简体   繁体   English

使用PEG.js简单解析问题

[英]Simple parsing questions using PEG.js

I'm trying to wrap my head around PEG by entering simple grammars into the PEG.js playground . 我试图通过在PEG.js操场上输入简单的语法来绕过PEG。

Example 1: 例1:

  • Input: "abcdef1234567ghijklmn8901opqrs" 输入: "abcdef1234567ghijklmn8901opqrs"
  • Desired output: ["abcdef", "1234567", "ghijklmn", "8901", "opqrs"] 期望的输出: ["abcdef", "1234567", "ghijklmn", "8901", "opqrs"]

  • Actual output: ["abcdef", ["1234567", ["ghijklmn", ["8901", ["opqrs", ""]]]]] 实际输出: ["abcdef", ["1234567", ["ghijklmn", ["8901", ["opqrs", ""]]]]]

This example pretty much works, but can I get PEG.js to not nest the resulting array to a million levels? 这个例子非常有效,但是我可以让PEG.js不将生成的数组嵌套到百万级别吗? I assume the trick is to use concat() instead of join() somewhere, but I can't find the spot. 我假设诀窍是在某处使用concat()而不是join() ,但我找不到这个地方。

start
  = Text

Text
  = Numbers Text
  / Characters Text
  / EOF

Numbers
  = numbers: [0-9]+ {return numbers.join("")}

Characters
  = text: [a-z]+ {return text.join("")}

EOF
  = !.

Example 2: 例2:

Same problem and code as Example 1, but change the Characters rule to the following, which I expected would produce the same result. 与示例1相同的问题和代码,但将字符规则更改为以下内容,我预期会产生相同的结果。

Characters
  = text: (!Numbers .)+ {return text.join("")}

The resulting output is: 结果输出是:

[",a,b,c,d,e,f", ["1234567", [",g,h,i,j,k,l,m,n", ["8901", [",o,p,q,r,s", ""]]]]]

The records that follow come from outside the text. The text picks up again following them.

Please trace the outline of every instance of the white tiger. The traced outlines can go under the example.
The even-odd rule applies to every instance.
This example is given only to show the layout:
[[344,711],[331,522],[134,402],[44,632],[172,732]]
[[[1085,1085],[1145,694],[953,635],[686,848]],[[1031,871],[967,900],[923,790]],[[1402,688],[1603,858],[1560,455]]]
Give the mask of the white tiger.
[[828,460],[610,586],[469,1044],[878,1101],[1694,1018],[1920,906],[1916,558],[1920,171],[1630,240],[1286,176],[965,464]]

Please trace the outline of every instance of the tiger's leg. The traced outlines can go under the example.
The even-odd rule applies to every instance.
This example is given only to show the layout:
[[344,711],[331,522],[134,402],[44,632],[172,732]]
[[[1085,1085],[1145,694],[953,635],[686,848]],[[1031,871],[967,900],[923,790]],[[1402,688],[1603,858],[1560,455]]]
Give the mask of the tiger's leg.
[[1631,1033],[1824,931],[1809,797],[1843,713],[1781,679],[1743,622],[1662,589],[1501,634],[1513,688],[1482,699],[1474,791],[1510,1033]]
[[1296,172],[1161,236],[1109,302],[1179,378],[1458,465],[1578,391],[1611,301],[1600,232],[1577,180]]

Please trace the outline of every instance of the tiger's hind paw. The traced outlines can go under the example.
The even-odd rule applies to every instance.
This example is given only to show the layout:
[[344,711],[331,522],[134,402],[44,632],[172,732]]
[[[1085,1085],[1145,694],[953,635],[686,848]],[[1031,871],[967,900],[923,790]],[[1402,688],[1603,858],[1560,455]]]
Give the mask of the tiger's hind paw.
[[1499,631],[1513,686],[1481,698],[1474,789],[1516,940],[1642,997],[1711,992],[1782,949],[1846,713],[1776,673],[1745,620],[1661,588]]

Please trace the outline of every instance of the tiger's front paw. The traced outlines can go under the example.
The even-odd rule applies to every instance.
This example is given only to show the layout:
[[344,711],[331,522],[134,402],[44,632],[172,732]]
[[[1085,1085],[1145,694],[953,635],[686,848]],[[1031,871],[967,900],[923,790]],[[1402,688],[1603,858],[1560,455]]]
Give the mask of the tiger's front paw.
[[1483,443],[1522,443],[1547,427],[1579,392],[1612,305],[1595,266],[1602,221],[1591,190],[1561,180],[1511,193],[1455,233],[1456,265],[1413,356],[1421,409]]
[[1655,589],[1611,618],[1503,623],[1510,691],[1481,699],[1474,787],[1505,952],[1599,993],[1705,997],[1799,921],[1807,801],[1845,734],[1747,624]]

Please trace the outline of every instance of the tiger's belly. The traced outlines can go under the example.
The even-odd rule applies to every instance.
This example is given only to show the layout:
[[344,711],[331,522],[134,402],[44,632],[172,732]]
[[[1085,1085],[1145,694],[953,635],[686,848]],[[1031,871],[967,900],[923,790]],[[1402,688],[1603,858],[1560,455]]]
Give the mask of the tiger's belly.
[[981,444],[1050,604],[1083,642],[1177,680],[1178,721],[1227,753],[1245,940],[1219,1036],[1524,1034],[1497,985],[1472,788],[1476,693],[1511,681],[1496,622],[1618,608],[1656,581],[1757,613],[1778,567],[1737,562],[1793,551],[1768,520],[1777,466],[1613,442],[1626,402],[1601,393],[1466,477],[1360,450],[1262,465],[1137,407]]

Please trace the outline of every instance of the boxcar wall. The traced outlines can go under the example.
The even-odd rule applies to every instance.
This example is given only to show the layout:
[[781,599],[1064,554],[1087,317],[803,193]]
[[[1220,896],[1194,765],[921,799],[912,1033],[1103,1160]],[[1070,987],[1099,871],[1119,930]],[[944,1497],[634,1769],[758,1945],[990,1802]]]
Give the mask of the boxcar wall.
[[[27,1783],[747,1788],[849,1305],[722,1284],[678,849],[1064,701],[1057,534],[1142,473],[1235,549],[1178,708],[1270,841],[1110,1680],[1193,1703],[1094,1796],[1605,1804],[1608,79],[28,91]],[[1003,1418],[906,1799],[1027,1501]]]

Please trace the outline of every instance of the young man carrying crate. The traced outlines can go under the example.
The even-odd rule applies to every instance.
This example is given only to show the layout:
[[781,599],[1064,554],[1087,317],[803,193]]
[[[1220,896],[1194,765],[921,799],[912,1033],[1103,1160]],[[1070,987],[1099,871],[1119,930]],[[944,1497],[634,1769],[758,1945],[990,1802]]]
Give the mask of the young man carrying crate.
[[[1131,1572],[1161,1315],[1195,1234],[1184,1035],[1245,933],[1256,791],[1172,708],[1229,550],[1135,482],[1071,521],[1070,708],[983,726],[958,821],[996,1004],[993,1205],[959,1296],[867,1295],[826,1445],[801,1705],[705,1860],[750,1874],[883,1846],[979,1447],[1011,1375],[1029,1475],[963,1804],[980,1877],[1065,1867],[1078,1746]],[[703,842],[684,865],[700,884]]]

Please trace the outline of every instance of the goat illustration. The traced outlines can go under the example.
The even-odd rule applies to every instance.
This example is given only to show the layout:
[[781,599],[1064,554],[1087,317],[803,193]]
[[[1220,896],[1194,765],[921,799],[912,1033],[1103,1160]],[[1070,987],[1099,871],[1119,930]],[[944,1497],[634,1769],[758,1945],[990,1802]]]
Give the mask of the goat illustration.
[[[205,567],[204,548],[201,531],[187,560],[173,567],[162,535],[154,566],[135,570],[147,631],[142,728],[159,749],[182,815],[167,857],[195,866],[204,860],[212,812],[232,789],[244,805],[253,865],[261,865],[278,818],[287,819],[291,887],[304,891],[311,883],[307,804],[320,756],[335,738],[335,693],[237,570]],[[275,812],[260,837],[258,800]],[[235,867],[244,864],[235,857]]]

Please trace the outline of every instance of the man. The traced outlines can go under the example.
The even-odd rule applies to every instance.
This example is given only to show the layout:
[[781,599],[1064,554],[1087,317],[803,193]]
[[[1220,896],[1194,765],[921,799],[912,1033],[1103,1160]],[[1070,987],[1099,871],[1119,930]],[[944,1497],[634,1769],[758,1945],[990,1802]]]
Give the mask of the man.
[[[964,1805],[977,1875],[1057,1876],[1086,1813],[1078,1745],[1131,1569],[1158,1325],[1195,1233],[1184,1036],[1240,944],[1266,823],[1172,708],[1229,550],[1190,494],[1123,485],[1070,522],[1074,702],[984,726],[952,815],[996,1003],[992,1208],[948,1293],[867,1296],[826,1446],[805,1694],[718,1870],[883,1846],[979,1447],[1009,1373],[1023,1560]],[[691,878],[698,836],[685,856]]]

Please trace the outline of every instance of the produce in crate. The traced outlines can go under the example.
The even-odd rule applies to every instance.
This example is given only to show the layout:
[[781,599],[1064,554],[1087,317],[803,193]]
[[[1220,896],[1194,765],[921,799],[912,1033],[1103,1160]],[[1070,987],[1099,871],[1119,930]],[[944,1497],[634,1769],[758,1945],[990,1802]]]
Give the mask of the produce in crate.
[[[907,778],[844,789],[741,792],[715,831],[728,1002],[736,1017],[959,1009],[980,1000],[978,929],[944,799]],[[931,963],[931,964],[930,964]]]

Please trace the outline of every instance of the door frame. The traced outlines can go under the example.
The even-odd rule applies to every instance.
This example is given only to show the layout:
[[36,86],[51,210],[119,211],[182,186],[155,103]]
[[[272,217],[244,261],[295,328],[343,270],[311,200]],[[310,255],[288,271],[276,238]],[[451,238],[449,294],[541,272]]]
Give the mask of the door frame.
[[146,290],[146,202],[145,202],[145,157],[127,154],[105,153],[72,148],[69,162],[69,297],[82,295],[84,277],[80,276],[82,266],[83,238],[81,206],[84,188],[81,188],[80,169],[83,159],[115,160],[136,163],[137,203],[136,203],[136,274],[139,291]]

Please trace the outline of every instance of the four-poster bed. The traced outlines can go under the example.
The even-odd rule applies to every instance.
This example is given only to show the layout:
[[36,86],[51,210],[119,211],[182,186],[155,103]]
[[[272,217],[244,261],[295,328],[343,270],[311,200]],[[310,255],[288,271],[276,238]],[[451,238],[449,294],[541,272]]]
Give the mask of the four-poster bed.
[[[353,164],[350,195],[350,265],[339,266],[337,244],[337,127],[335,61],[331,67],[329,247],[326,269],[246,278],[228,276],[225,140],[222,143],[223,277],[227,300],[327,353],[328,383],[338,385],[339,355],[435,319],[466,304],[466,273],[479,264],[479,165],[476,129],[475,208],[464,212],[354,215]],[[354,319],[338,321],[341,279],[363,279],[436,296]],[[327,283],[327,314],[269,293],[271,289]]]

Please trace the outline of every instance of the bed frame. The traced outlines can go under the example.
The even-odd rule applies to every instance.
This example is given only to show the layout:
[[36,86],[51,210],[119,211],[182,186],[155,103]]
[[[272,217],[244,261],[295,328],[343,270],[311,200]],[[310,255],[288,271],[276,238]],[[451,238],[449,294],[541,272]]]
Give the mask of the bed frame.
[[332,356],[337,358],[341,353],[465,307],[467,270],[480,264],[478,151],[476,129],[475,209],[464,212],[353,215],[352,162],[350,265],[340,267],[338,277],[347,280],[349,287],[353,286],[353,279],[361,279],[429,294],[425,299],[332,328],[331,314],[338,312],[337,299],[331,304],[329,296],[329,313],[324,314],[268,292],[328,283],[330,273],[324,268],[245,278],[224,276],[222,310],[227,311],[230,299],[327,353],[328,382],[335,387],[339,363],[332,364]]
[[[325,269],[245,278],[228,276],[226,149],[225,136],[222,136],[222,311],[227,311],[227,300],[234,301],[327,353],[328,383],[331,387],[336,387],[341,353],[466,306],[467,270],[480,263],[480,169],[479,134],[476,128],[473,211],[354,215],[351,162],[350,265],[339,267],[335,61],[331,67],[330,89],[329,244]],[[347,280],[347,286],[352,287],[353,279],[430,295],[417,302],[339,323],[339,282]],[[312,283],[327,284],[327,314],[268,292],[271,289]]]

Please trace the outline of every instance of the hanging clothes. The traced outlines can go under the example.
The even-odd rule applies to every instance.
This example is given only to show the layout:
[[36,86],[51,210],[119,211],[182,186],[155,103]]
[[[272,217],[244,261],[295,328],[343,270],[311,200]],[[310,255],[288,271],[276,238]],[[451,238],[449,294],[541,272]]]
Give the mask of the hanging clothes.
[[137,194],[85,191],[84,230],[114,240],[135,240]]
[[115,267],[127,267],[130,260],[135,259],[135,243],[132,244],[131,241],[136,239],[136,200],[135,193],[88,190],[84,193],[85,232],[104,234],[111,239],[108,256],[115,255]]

Why do I get all these empty matches? 为什么我得到所有这些空的比赛?

Example 3: 例3:

Last question. 最后一个问题。 This doesn't work at all. 这根本不起作用。 How can I make it work? 我怎样才能使它工作? And for bonus points, any pointers on efficiency? 对于奖励积分,任何关于效率的指针? For example, should I avoid recursion if possible? 例如,如果可能,我应该避免递归吗?

I'd also appreciate a link to a good PEG tutorial. 我也很欣赏一个很好的PEG教程的链接。 I've read ( http://www.codeproject.com/KB/recipes/grammar_support_1.aspx ), but as you can see I need more help ... 我已阅读( http://www.codeproject.com/KB/recipes/grammar_support_1.aspx ),但正如您所见,我需要更多帮助......

  • Input: 'abcdefghijklmnop"qrstuvwxyz"abcdefg' 输入: 'abcdefghijklmnop"qrstuvwxyz"abcdefg'
  • Desired output: ["abcdefghijklmnop", "qrstuvwxyz", "abcdefg"] 期望的输出: ["abcdefghijklmnop", "qrstuvwxyz", "abcdefg"]
  • Actual output: "abcdefghijklmnop\\"qrstuvwxyz\\"abcdefg" 实际输出: "abcdefghijklmnop\\"qrstuvwxyz\\"abcdefg"
start
  = Words

Words
  = Quote
  / Text
  / EOF

Quote
  = quote: ('"' .* '"') Words {return quote.join("")}

Text
  = text: (!Quote . Words) {return text.join("")}

EOF
  = !.

I received a reply in the PEG.js Google Group that helped me onto the right track. 我收到了PEG.js Google Group的回复,帮助我走上正轨。 I'm posting answers to all three problems in the hope that they can serve as a rudimentary tutorial for other PEG beginners like myself. 我正在发布所有三个问题的答案,希望它们可以作为像我这样的其他PEG初学者的基础教程。 Notice that no recursion is needed. 请注意,不需要递归。

Example 1: 例1:

This is straightforward once you understand basic PEG idioms. 一旦你理解了基本的PEG习语,这很简单。

start
  = Text+

Text
  = Numbers
  / Characters

Numbers
  = numbers: [0-9]+ {return numbers.join("")}

Characters
  = text: [a-z]+ {return text.join("")}

Example 2: 例2:

The problem here is a peculiar design choice in the PEG.js parser generator for Peek expressions (&expr and !expr). 这里的问题是Peek表达式(&expr和!expr)的PEG.js解析器生成器中的一种特殊设计选择。 Both peek ahead into the input stream without consuming any characters, so I incorrectly assumed that they didn't return anything. 两者都在不消耗任何字符的情况下向前查看输入流,因此我错误地认为它们没有返回任何内容。 However, they both return an empty string. 但是,它们都返回一个空字符串。 I hope the author of PEG.js changes this behavior, because (as far as I can tell) this is just unnecessary cruft that pollutes the output stream. 我希望PEG.js的作者改变这种行为,因为(据我所知)这只是污染输出流的不必要的瑕疵。 Please correct me if I'm wrong about this! 如果我错了,请纠正我!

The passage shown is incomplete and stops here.